AdamW Optimizer¶

Formula¶

\[ \theta_{t+1}=\theta_t-\eta \frac{\hat m_t}{\sqrt{\hat v_t}+\epsilon}-\eta\lambda\theta_t \]

Parameters¶

\(\theta_t\): parameters
\(\hat m_t,\hat v_t\): Adam moment estimates
\(\eta\): learning rate
\(\lambda\): weight decay coefficient

What it means¶

AdamW applies decoupled weight decay, separating parameter shrinkage from the gradient-based Adam update.

What it's used for¶

Modern training of Transformers and large neural networks.
Better control of regularization than L2-inside-Adam.

Key properties¶

Decoupled weight decay behaves differently from adding \(\lambda\|\theta\|^2\) to the loss under Adam.
Usually preferred over vanilla Adam for deep learning.

Common gotchas¶

Excluding biases/norm parameters from weight decay is common but implementation-specific.
"weight_decay" flags in libraries may not all behave identically.

Example¶

A common setup is AdamW with warmup + cosine decay for Transformer training.

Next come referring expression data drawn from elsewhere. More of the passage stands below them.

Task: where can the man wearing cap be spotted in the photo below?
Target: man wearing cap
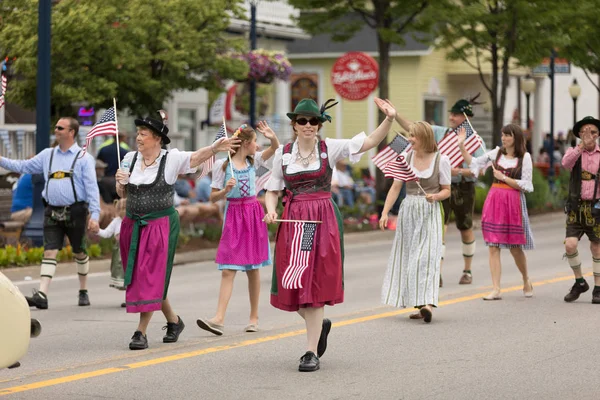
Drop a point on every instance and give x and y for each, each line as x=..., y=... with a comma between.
x=462, y=197
x=583, y=206
x=150, y=228
x=70, y=194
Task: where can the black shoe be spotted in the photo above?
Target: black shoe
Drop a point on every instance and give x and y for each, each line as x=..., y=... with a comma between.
x=84, y=299
x=38, y=300
x=576, y=291
x=309, y=362
x=596, y=295
x=173, y=330
x=138, y=341
x=322, y=346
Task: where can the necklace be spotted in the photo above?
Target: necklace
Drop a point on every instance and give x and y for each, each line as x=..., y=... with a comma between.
x=148, y=165
x=305, y=161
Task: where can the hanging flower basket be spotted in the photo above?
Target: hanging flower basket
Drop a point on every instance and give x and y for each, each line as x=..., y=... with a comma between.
x=266, y=66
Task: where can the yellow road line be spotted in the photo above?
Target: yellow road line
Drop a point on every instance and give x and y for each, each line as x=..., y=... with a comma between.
x=245, y=343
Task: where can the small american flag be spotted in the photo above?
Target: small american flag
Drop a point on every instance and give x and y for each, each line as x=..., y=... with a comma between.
x=449, y=144
x=397, y=146
x=302, y=245
x=207, y=165
x=2, y=89
x=106, y=126
x=262, y=176
x=400, y=170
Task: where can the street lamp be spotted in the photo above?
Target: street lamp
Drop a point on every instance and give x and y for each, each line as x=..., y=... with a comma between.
x=574, y=91
x=253, y=4
x=528, y=86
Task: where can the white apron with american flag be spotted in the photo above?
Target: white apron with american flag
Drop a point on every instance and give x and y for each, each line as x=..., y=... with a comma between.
x=413, y=273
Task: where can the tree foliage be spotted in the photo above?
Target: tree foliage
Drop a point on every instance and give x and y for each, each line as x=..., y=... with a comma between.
x=342, y=19
x=500, y=33
x=138, y=51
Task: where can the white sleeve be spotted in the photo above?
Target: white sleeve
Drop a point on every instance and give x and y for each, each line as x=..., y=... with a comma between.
x=338, y=149
x=445, y=171
x=178, y=162
x=260, y=162
x=218, y=179
x=526, y=181
x=276, y=182
x=481, y=163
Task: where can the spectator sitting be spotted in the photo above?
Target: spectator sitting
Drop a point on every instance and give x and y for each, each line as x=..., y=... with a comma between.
x=22, y=202
x=108, y=155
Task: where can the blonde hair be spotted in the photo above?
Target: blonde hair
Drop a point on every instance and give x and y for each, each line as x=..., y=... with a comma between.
x=423, y=131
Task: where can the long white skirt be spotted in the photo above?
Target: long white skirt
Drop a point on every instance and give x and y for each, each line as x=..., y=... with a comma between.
x=413, y=274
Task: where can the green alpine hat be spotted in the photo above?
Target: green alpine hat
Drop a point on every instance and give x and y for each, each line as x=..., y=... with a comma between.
x=310, y=108
x=462, y=106
x=587, y=120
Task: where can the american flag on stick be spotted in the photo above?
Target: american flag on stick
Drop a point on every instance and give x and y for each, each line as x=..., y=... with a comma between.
x=400, y=170
x=2, y=89
x=262, y=176
x=105, y=127
x=449, y=144
x=207, y=165
x=302, y=245
x=396, y=147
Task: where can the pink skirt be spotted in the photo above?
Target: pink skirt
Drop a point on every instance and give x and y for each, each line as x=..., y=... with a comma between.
x=245, y=239
x=502, y=217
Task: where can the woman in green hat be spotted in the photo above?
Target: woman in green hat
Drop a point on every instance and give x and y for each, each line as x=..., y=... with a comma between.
x=308, y=268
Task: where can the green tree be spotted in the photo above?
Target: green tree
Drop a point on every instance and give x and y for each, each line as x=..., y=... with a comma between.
x=496, y=33
x=137, y=51
x=390, y=20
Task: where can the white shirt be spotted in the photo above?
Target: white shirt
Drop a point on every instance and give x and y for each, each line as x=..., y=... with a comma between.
x=445, y=171
x=218, y=178
x=337, y=149
x=112, y=230
x=178, y=162
x=482, y=163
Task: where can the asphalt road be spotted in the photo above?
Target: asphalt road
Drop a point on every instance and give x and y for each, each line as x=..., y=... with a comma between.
x=516, y=348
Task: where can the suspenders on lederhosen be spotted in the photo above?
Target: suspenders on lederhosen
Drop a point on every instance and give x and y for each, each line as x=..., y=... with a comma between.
x=55, y=175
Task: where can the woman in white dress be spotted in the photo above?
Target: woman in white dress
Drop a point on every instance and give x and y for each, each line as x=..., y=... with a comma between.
x=413, y=273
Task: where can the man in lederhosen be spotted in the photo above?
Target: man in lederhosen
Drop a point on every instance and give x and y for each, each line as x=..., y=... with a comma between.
x=70, y=194
x=462, y=197
x=583, y=207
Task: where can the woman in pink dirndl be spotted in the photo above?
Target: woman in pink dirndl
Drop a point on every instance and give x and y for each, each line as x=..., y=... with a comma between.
x=505, y=221
x=244, y=245
x=150, y=228
x=308, y=269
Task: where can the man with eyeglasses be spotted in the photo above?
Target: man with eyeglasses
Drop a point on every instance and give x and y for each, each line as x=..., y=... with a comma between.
x=70, y=194
x=583, y=205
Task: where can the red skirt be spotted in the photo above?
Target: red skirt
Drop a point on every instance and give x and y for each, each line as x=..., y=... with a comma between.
x=320, y=280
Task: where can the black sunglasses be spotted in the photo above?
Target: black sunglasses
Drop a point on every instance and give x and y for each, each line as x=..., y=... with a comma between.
x=314, y=121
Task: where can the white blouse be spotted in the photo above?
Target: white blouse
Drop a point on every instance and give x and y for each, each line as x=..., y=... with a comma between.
x=112, y=230
x=445, y=171
x=178, y=162
x=482, y=163
x=337, y=149
x=218, y=175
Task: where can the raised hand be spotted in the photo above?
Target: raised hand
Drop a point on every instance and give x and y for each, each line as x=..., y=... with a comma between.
x=386, y=107
x=266, y=130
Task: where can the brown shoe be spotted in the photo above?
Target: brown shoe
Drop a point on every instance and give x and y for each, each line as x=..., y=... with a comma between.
x=466, y=279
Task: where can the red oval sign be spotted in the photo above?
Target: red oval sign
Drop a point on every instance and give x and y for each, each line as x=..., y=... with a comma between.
x=355, y=75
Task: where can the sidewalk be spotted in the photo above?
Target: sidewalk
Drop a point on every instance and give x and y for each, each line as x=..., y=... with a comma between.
x=66, y=269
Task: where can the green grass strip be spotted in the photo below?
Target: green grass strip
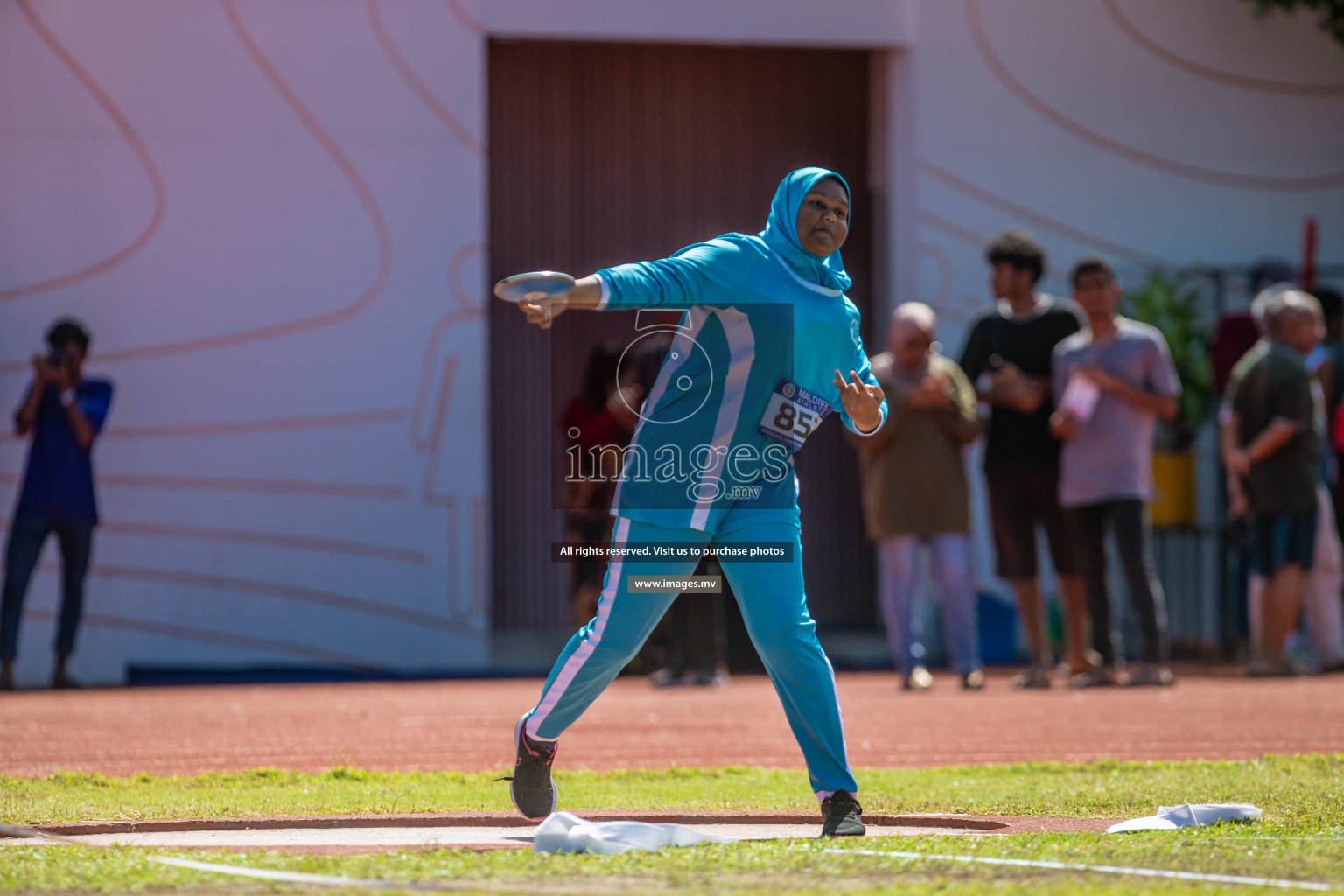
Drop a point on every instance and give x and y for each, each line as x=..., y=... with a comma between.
x=1301, y=790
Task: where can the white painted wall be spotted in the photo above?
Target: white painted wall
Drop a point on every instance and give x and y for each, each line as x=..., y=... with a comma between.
x=272, y=218
x=278, y=251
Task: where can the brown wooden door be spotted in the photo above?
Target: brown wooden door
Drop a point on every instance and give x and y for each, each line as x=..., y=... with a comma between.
x=604, y=153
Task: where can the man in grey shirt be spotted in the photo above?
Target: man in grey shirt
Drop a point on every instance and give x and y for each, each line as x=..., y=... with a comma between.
x=1112, y=382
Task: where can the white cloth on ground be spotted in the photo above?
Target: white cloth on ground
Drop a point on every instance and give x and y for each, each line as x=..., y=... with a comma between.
x=1188, y=816
x=567, y=833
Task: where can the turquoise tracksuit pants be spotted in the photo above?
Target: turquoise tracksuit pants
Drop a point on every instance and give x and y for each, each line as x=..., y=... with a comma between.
x=774, y=607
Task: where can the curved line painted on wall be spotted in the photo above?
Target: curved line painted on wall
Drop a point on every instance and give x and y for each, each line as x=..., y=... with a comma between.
x=418, y=87
x=454, y=277
x=292, y=592
x=1208, y=73
x=137, y=147
x=265, y=539
x=260, y=539
x=418, y=439
x=1037, y=220
x=242, y=486
x=290, y=328
x=1123, y=150
x=248, y=427
x=947, y=271
x=242, y=427
x=445, y=396
x=187, y=633
x=466, y=18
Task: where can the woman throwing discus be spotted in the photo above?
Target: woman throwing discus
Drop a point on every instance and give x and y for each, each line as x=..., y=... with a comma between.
x=766, y=348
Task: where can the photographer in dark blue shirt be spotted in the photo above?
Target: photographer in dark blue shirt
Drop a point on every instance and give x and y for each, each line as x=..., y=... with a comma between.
x=65, y=413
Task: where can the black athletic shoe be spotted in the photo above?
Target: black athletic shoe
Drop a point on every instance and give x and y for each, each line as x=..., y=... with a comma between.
x=842, y=813
x=531, y=786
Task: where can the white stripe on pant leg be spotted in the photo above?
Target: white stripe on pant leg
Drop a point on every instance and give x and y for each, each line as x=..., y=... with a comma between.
x=737, y=331
x=584, y=650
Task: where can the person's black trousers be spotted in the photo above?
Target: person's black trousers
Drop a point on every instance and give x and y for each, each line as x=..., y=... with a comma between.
x=1133, y=539
x=20, y=557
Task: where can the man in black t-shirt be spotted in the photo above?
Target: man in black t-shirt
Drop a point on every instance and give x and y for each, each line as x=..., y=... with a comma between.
x=1008, y=356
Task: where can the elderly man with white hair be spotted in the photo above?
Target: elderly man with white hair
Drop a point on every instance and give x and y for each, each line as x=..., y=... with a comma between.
x=1321, y=587
x=1273, y=456
x=915, y=494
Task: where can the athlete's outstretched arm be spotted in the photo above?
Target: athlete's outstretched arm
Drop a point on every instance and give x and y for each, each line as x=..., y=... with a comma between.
x=584, y=296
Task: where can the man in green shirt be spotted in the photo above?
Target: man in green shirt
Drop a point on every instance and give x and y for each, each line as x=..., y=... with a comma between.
x=1271, y=453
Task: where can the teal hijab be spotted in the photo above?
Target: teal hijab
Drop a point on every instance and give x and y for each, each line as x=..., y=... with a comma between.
x=781, y=230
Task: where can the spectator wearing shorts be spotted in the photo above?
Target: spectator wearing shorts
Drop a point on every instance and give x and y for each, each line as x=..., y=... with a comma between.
x=915, y=494
x=1113, y=382
x=1324, y=614
x=1273, y=456
x=1008, y=355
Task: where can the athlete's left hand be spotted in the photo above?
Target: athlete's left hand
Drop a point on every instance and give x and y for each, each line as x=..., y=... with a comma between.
x=862, y=402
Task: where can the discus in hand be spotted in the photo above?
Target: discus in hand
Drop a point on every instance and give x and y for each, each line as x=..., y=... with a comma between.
x=536, y=288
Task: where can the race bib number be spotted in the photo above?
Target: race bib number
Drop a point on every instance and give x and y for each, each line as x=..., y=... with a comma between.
x=792, y=414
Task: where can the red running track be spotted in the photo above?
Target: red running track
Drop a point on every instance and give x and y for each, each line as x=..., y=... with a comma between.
x=468, y=724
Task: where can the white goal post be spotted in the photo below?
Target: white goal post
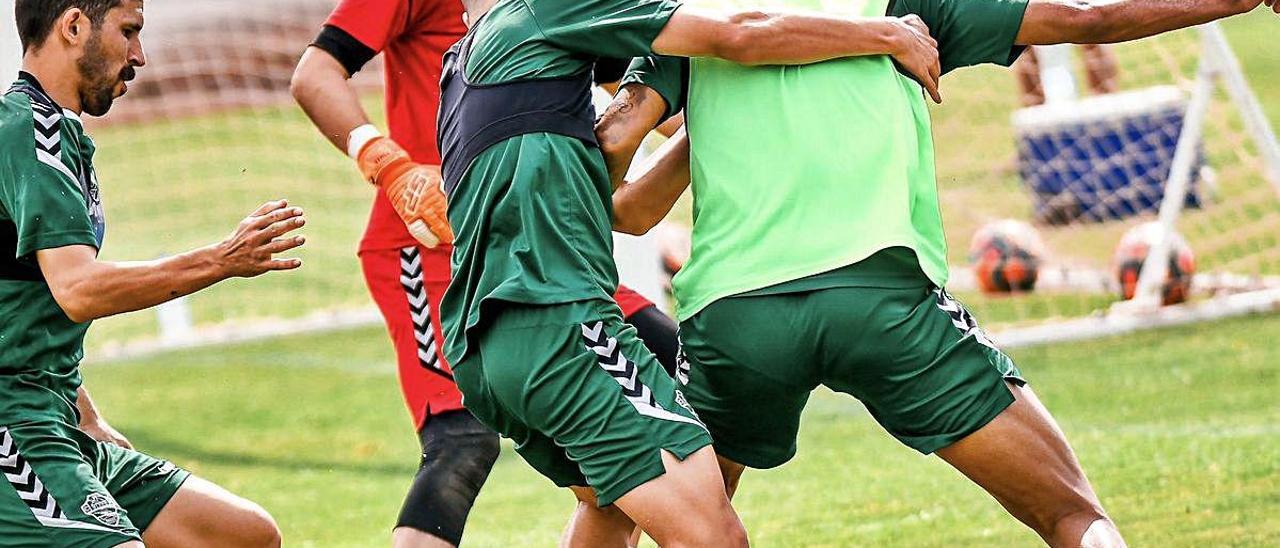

How to Compute (Pseudocode)¶

Input: gradients g_t, parameters theta, lr eta, Adam hyperparameters, weight decay lambda, steps T
Output: updated parameters theta

perform the Adam moment updates and bias correction
for each parameter element:
  theta <- theta - eta * adam_update(theta, g_t)
  theta <- theta - eta * lambda * theta    # decoupled weight decay
return theta

Complexity¶

Time: \(O(Tp)\) elementwise optimizer-state updates once gradients are available (plus gradient computation cost)
Space: \(O(p)\) additional Adam moment buffers, similar to Adam
Assumptions: \(p\) parameters; decoupled decay shown conceptually (implementations may fuse the operations)